Roasted Sweet Potato, Spinach and Feta Salad
Total time: 30 minutes
7.7 grams of fibre per serving
This recipe may contain common and less common allergens, such as soy / dairy products / wheat / eggs / nuts / shellfish.
1 pc - Large sweet potato, orange, plain, peeled, cubed
1 tb - Oil, olive
1 dash - Salt, table
1 pinch - Pepper, black
5 tb - Nuts, pistachios, roasted, unsalted, coarsely chopped
200g - Spinach, baby, fresh, raw
½ cup - Cheese, feta, crumbled
6 tb - Balsamic Vinegar & Olive Oil Dressing (store brought)

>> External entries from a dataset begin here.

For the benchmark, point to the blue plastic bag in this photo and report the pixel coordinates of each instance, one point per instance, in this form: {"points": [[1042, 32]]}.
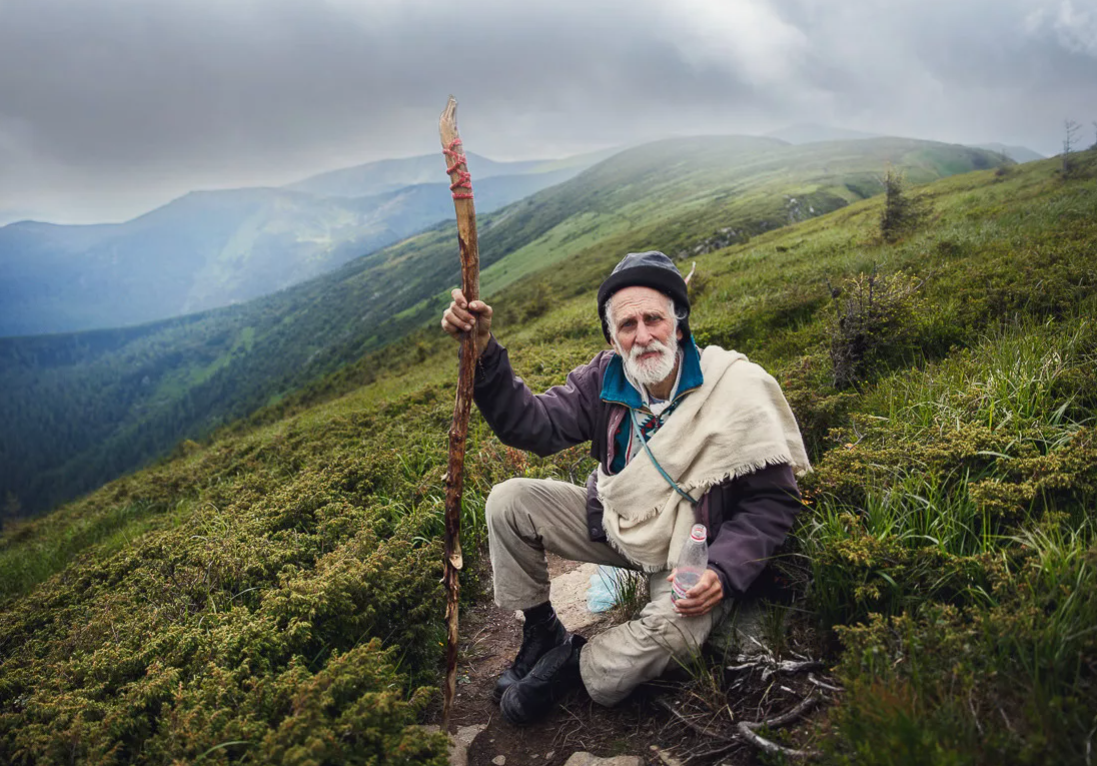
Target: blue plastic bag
{"points": [[604, 588]]}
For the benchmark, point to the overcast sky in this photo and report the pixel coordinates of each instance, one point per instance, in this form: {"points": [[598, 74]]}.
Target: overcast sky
{"points": [[110, 108]]}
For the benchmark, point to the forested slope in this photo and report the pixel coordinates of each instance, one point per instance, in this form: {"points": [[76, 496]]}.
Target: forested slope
{"points": [[82, 408], [273, 597]]}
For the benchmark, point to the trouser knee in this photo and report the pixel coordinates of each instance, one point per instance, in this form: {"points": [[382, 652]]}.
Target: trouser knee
{"points": [[504, 499]]}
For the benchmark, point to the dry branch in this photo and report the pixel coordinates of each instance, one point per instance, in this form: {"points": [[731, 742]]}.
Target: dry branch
{"points": [[747, 731], [461, 184]]}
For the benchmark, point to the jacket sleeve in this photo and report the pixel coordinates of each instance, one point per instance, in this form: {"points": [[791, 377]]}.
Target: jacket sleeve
{"points": [[757, 511], [543, 424]]}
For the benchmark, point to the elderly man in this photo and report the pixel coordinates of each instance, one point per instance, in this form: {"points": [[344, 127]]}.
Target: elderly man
{"points": [[681, 436]]}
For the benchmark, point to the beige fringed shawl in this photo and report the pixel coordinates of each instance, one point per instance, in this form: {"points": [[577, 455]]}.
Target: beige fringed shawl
{"points": [[736, 423]]}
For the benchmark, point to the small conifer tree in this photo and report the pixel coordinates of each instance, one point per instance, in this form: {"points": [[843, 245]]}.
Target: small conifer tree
{"points": [[902, 213]]}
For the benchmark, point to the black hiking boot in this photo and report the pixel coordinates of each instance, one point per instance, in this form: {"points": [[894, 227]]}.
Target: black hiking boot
{"points": [[538, 639], [554, 675]]}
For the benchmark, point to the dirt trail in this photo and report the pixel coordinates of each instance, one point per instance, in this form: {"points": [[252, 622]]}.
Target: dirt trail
{"points": [[671, 722], [490, 638]]}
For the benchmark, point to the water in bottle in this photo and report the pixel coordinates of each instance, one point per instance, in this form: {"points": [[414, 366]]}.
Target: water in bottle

Large bowl, Chopping board, Knife, Baking sheet, Oven
1. Preheat the oven to 220C.
2. Toss the sweet potato with olive oil, salt, and pepper. Spread on a baking sheet and bake for 20 minutes. Remove from oven, flip, and bake for another 8 minutes, or until golden brown but not mushy. Set aside and leave to cool.
3. In a large bowl, combine the cooled roasted sweet potato, spinach, pistachio nuts and feta cheese.
4. Drizzle with the dressing balsamic vinegar & olive oil then toss.
5. Transfer to a serving plate and serve.